Disclaimer: This post is not about bangles or fairs or secret passageways. It’s not about about how much I love my work (which I do!) or the things I adore about India. It’s about how hard it can be sometimes to live here. Some of these difficulties have to do with starting life in a new country in general—and would apply whether I were in India or Belgium. Other difficulties are delightfully (read: attempt at sarcasm) and uniquely Indian.
To be honest, these first few weeks here have been really hard. Somehow this has been the case despite all of my planning and the immense generosity of both friends and strangers. I won’t go into too much detail on the stressors because frankly I don’t have the energy right now to endure the relive it. What I’ll say (and what won’t come as a surprise to those of you who know this country) is that India is just as bureaucratic, complicated, and corrupt as you might think.

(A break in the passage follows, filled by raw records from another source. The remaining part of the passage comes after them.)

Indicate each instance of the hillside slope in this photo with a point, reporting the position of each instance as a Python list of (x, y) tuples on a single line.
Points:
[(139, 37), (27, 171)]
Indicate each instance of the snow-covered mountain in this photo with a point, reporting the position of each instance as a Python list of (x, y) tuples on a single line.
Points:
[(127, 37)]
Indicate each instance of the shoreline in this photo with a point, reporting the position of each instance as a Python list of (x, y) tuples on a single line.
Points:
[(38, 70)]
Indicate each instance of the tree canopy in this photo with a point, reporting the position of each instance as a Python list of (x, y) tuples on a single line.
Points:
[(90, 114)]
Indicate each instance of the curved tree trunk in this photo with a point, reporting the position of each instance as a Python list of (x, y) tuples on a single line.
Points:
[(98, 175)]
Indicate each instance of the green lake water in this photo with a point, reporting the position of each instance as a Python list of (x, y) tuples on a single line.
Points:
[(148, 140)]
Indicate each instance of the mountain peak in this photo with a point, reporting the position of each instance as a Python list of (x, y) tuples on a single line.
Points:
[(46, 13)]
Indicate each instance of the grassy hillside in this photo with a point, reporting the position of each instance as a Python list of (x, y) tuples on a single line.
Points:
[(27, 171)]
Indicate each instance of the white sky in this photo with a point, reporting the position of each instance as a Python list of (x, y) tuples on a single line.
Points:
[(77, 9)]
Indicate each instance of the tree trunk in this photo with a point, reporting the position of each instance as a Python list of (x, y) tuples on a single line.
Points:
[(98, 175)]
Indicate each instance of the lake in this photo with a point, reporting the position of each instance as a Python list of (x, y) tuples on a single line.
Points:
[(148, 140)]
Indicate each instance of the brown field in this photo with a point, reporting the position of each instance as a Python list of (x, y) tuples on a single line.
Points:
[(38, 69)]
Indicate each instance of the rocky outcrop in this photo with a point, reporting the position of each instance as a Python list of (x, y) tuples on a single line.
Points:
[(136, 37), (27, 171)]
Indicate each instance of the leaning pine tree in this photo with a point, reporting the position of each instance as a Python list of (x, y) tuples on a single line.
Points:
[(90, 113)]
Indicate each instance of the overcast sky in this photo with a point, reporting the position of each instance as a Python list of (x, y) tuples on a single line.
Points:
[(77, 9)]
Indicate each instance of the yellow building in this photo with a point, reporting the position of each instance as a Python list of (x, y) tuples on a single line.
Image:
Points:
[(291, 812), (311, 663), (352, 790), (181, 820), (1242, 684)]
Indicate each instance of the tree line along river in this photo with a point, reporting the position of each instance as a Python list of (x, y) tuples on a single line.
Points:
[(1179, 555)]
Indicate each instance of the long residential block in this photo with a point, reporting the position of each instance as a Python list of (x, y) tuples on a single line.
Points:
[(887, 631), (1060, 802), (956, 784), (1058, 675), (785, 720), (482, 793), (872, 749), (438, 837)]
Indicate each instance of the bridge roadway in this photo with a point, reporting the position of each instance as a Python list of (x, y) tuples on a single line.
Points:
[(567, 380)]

Today’s stress had to do with registering at the Khar (local) police station in Mumbai. This registration is required within your first 14 days of arrival. They require much documentation and I had all of it, but when I went yesterday they weren’t satisfied with my proof of residence. You see, I’m currently staying at a friend’s while I look for a more permanent place. I had brought along a copy of her lease as well as signed letters from both her and her landlord asserting that I had both of their permission to stay here. Even though this seems perfectly clear and reasonable to me, the police insisted that I needed to have a formal stamped and fingerprinted legalese agreement with the landlord. So, I left, paid my landlord’s contract developer 1,000 rupees to process such an agreement overnight, and went back to the police station today with the agreement and an Indian friend in tow. Shockingly, they rejected my application again.
After my Indian friend pleaded with the police in Hindi for 20 minutes, they agreed to accept a new agreement that said that I was staying at the landlord’s house (even though we all knew that this wasn’t the case). When we went to get the landlord’s permission and signature for such an agreement, however, he refused. If the police came to his house and saw that I wasn’t staying there, he explained, he could get into serious legal trouble.
Even though I totally understood the landlord’s perspective, this was devastating news. Not only had my registration failed at the local level, this failure would result in my not being able to complete the crucial FRRO registration within the same required time period.
What was I supposed to do? I don’t understand what people in my position (who come to work for NGOs, etc. and have to set up everything ourselves) are supposed to do. The FRRO requirements were built largely for foreigners who come to India to work for major corporations. These corporations take care of everything, and upon arrival, the foreigners have a fancy residence, a car and driver, admission at the country’s top private schools for their kids, and on top of all this, “hardship pay” (which means that not only are they getting to live on their huge U.S. salary in a place where things cost half as much, they are getting a bonus too). For them, completing registration within 14 days of arrival is a piece of cake.
I take full responsibility for having chosen the route I did. I knew that this position would require me to hustle, buck up, and do things for myself. The frustrating thing is that I have done this to the best of my ability, and it somehow hasn’t been good enough.
The hardest part of today was when my Indian friend said to me, “you know if you had just come and talked to the landlord first, none of this would have happened.” I wanted to punch him. There is no way I could have known to do that. My friend whose place I am staying at had told me she had talked to the landlord and told him that I would be using the letter for police verification (he denies this – who knows…) When I had asked her if I should talk to him, myself, she had said not to. What could have possibly made me think that I should go talk to him anyway?
There is little that is more frustrating to me than when my best isn’t good enough. When I have done everything in my power to be proactive and responsible, and still somehow end up in trouble and as a burden to other people.
I will be okay (don’t worry!). They’re not going to deport me. The worst that can happen is that after signing a lease, I will have to take a short trip out of the country (perhaps to visit my friend Alex in Taiwan!) and come back to register. The least that will happen is they will charge me a fine for registering late. In the midst of all of this I have to remember to take a mental step back and try not to get overwhelmed. I was strong enough to get here. I am strong enough to stay. And on top of this, I have the support of many, many wonderful people. This sustains me more than you know!